The study exposed that angst about the future is causing more and more people in Europe to delay having a child or to decide against having any at all, according to researchers.


In the 1960s, Italians had 2.4 children on average. Today they have 1.25, below the EU average of 1.53. In Italy, the average age at which women have their first child is 31.6 years – among the oldest in Europe. These figures are below what demographers term “replacement level” – the average number of births required to keep the population size stable in the absence of migration. In 2023, more than half of Europe’s population was older than 45.5 years and more than a Quarter was over 60. ‘Ageing doesn’t just mean having an increasing share of the elderly,’ said researchers. ‘Ageing also means having fewer and fewer younger people around able to have and raise children.’

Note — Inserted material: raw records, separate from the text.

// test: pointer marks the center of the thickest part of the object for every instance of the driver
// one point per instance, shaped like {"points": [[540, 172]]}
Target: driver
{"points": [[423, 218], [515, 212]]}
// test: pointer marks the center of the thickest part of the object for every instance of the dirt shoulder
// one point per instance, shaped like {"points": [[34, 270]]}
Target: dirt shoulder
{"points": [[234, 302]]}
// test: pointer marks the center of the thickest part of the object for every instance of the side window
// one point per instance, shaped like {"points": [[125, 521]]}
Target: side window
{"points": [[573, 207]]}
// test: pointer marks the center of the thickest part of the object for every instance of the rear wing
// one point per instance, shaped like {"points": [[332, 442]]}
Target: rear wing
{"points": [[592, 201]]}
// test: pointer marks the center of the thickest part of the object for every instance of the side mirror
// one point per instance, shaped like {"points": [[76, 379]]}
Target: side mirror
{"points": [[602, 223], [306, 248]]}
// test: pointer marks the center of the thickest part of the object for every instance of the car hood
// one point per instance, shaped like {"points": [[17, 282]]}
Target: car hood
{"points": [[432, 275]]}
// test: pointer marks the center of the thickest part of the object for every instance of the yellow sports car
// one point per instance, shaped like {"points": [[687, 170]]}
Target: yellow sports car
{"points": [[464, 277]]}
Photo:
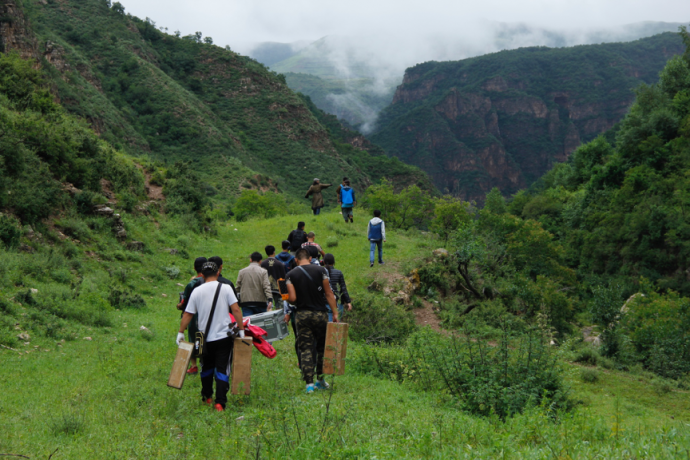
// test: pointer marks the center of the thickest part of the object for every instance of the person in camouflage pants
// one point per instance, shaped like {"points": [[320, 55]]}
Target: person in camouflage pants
{"points": [[311, 340], [309, 291]]}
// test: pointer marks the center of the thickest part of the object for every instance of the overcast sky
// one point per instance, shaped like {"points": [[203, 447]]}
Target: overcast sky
{"points": [[243, 23]]}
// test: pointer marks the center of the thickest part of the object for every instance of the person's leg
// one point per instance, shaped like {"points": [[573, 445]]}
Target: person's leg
{"points": [[208, 364], [222, 352], [192, 329], [294, 330], [305, 339], [319, 330]]}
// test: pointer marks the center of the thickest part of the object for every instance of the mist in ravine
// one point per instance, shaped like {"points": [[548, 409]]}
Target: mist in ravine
{"points": [[360, 49]]}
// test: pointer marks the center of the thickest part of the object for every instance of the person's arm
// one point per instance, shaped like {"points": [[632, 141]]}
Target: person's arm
{"points": [[238, 285], [186, 318], [267, 290], [330, 298], [237, 313]]}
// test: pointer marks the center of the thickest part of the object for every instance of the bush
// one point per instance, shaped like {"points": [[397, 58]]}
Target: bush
{"points": [[377, 319], [122, 299], [589, 375], [587, 356], [10, 231]]}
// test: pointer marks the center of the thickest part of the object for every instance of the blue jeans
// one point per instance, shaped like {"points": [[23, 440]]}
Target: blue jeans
{"points": [[374, 244], [330, 312], [249, 309]]}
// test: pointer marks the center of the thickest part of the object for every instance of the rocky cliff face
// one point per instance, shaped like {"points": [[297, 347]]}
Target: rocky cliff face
{"points": [[502, 120]]}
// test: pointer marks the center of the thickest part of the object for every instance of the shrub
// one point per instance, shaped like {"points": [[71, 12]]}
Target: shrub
{"points": [[122, 299], [10, 231], [589, 375], [377, 319], [587, 356], [172, 272]]}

The researchers also found that people were more likely to endorse childlessness in countries with higher levels of gender equality, such as in Scandinavia, than in countries with lower gender equality, such as in Southern and Eastern Europe (see figure 1). They explain this fact by pointing out that countries with high levels of gender equality place a greater emphasis on individual autonomy and decision-making, emancipation and modernization. Interestingly, the highest disapproval rates toward childlessness were found in Eastern European countries, even though these countries have seen an immense decline in fertility since the collapse of communism and the transition to a liberal market economy.


The researchers suggest that, although fertility behavior might have changed, people may want to retain their traditional values, including a positive attitude toward children, to help create a feeling of security. In contrast, a country’s wealth in terms of its gross domestic product (GDP), and the level of childcare provision didn't appear to influence attitudes toward childlessness.